#  > Telecomunicações >  > TP-Link >  >  Posso reduzir o alcance dos sinais do Roteador TP-Link?

## jaungul

Existe alguma maneira que me permita limitar o alcance do Roteador TP-Link? Quer dizer, eu quero que os sinais wifi sejam acessados apenas com 5 metros de alcance.

----------


## muttley

diminui a potencia. ve se da pra coloca uns 60mw ou menos!

----------


## rubem

Diminuir potência E aumentar datarate e largura de canal. E usar antena pequena (2dBi).
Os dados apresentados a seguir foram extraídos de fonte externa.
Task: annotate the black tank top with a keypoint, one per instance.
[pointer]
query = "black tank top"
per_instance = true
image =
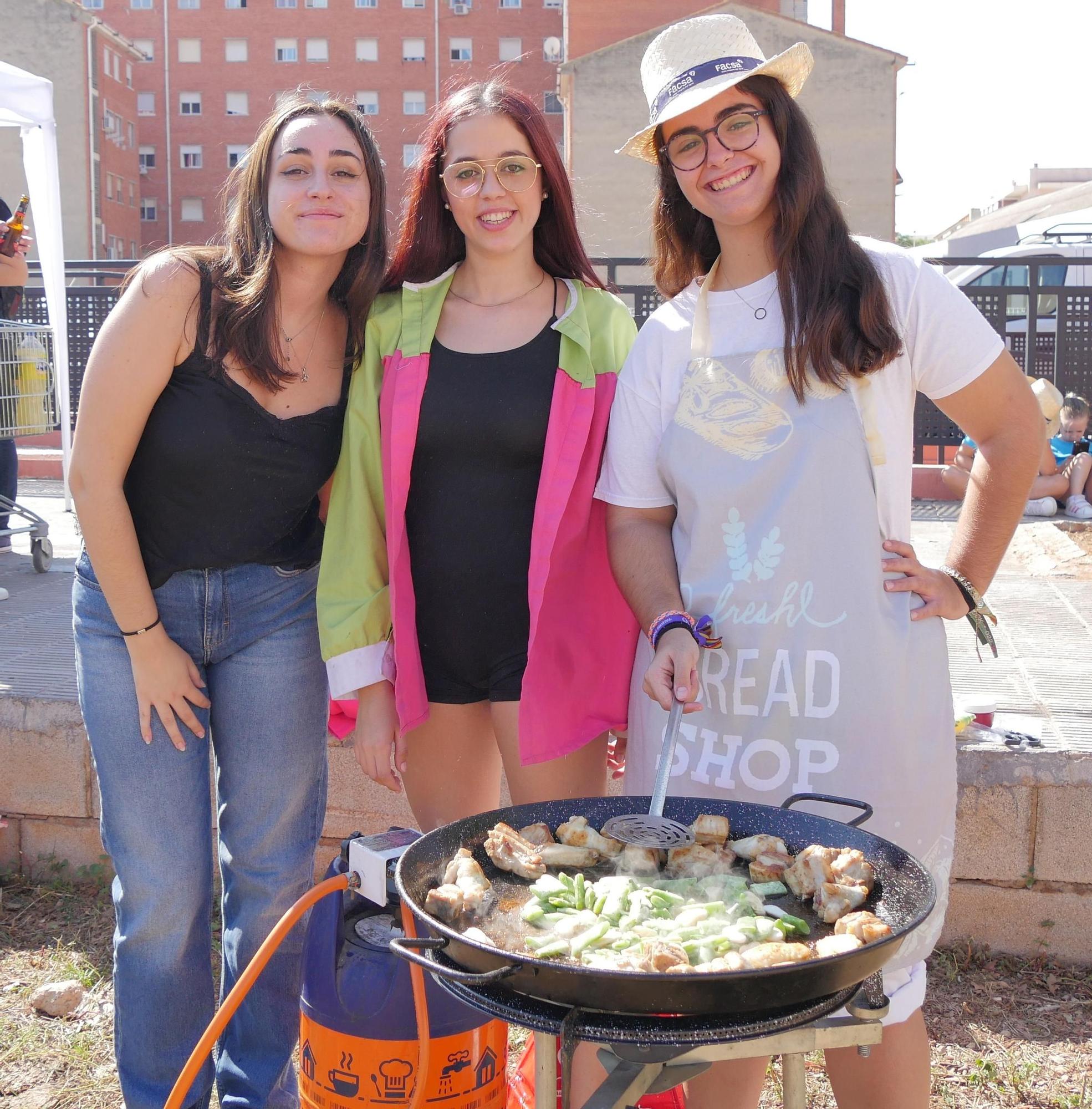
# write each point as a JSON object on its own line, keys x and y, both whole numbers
{"x": 219, "y": 482}
{"x": 474, "y": 484}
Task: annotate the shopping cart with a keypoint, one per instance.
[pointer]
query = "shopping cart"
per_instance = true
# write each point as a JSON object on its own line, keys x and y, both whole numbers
{"x": 27, "y": 408}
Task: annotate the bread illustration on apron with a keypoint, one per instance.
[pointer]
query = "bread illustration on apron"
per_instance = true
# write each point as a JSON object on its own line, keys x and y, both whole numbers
{"x": 729, "y": 413}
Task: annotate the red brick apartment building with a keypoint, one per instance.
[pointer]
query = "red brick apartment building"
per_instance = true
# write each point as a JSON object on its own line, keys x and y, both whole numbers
{"x": 216, "y": 68}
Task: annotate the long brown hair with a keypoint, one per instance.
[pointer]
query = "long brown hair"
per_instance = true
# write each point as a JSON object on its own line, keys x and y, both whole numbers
{"x": 431, "y": 242}
{"x": 838, "y": 316}
{"x": 242, "y": 268}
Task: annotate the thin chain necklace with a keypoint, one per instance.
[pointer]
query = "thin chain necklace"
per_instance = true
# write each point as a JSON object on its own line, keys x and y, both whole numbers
{"x": 304, "y": 377}
{"x": 502, "y": 303}
{"x": 759, "y": 313}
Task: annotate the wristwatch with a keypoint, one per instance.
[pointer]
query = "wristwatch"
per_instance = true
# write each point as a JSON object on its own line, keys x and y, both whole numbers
{"x": 979, "y": 614}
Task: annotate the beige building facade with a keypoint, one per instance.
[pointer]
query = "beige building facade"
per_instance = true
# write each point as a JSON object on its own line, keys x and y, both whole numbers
{"x": 851, "y": 99}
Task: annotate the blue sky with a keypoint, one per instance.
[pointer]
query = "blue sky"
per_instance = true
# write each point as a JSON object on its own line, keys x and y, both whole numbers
{"x": 995, "y": 87}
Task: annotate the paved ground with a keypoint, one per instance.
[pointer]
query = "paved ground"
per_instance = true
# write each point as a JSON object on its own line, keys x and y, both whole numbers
{"x": 1044, "y": 596}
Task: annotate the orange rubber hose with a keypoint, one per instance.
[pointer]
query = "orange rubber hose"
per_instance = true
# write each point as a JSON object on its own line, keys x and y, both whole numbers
{"x": 247, "y": 981}
{"x": 421, "y": 1011}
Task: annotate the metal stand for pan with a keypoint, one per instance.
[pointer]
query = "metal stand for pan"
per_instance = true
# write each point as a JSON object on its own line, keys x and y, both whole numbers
{"x": 647, "y": 1055}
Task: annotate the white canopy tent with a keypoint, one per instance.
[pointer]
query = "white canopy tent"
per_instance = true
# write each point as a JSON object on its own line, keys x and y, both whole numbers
{"x": 27, "y": 103}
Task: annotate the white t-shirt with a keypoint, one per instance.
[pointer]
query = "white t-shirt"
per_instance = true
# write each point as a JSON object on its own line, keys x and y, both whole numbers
{"x": 946, "y": 344}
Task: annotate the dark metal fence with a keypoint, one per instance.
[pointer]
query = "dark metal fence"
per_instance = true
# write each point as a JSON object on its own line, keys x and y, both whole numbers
{"x": 1059, "y": 332}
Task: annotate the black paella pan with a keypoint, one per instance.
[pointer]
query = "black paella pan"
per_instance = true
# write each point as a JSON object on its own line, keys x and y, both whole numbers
{"x": 904, "y": 898}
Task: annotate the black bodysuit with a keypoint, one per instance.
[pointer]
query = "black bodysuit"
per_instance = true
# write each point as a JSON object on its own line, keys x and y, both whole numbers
{"x": 473, "y": 491}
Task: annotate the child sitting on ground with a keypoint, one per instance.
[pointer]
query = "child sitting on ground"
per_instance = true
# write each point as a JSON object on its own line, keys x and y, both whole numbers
{"x": 1050, "y": 485}
{"x": 1077, "y": 469}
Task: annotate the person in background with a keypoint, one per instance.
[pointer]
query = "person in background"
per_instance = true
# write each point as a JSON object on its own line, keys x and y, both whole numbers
{"x": 1050, "y": 484}
{"x": 489, "y": 630}
{"x": 210, "y": 421}
{"x": 1075, "y": 466}
{"x": 14, "y": 277}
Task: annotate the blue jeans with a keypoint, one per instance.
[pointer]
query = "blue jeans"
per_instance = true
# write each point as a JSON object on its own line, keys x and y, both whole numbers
{"x": 252, "y": 633}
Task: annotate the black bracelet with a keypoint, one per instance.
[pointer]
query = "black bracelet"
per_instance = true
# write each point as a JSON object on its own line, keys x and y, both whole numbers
{"x": 140, "y": 632}
{"x": 681, "y": 623}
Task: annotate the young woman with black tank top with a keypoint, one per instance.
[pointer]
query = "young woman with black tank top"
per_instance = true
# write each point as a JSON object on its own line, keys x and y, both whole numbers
{"x": 210, "y": 420}
{"x": 487, "y": 633}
Vários AP's tem como mínimo uns 1 ou 2dBm, ainda é muito pra 5m de alcance, então o jeito é configurar mais coisas.

----------


## Nilton Nakao

Se tiver 5.0 ou 5.8 GHz é melhor, no meu caso reduzi para 10 dBm( 8 mw) e o alcance ficou em torno de 20 metros para Motorola; Nos Samsung( linha J) nem localizava o AP; LG conectava mas sem estabilidade; Motorola cansei de usar o skype. Por conta disso deixei com 17 dBm e uso antena de 5 dBi de ganho.
No aplicativo de celular( wifi analizer) estou a 80 metros de distância até 100 metros com sinal variando de -77dBm a -81 dBm.
Roteador TP-Link tenho um alcance a mais de 5 metros em relação aos Samsung; teve caso de passar dos 10 metros.

----------


## lcesargc

Além de fazer o que os demais falaram. Vc pode tentar colocar o roteador dentro de uma caixa metálica. Ou na pior das hipóteses retirar a antena kkkk. Qual o roteador em questão?.

----------


## jaungul

Eu estou usando o roteador TP Link. Eu tentei remover a antena, mas não faz muita diferença. Vou tentar usar caixa de metal. Se alguma coisa aconteceu, eu vou deixar você saber  :Smile:

----------


## lcesargc

> Eu estou usando o roteador TP Link. Eu tentei remover a antena, mas não faz muita diferença. Vou tentar usar caixa de metal. Se alguma coisa aconteceu, eu vou deixar você saber


Qual o modelo? E porque você precisa só de 5 metros

----------